The effects of nitrate and phosphate on running water are rather indirect. In a uniform reach with no additions along its length, these ions tend to decline in amount because of the uptake by plants. The numbers of algae growing on surfaces of rocks and rivers tend to increase downstream, presumably, because there are more nutrients. Any increase of growth caused by sewage is usually attributed to the increased supplies of nutrients.
The increases observed below lakes may be caused by nitrogen fixation in the lakes or by the slow release of phosphate from littoral deposits during warm weather.

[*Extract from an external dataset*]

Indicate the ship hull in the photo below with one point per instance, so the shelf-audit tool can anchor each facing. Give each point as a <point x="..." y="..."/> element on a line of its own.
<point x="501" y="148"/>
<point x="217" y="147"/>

Some nitrogen fixation may occur in running water if some nitrogen fixing organisms are present.
However, it has been observed that the amount of algal growth increases at points where rivers flow through areas that are rich in nitrate and phosphate.
All these observations lead to the conclusion that in many running waters, one or both of these ions is in adequate supply for maximum growth of attached algae.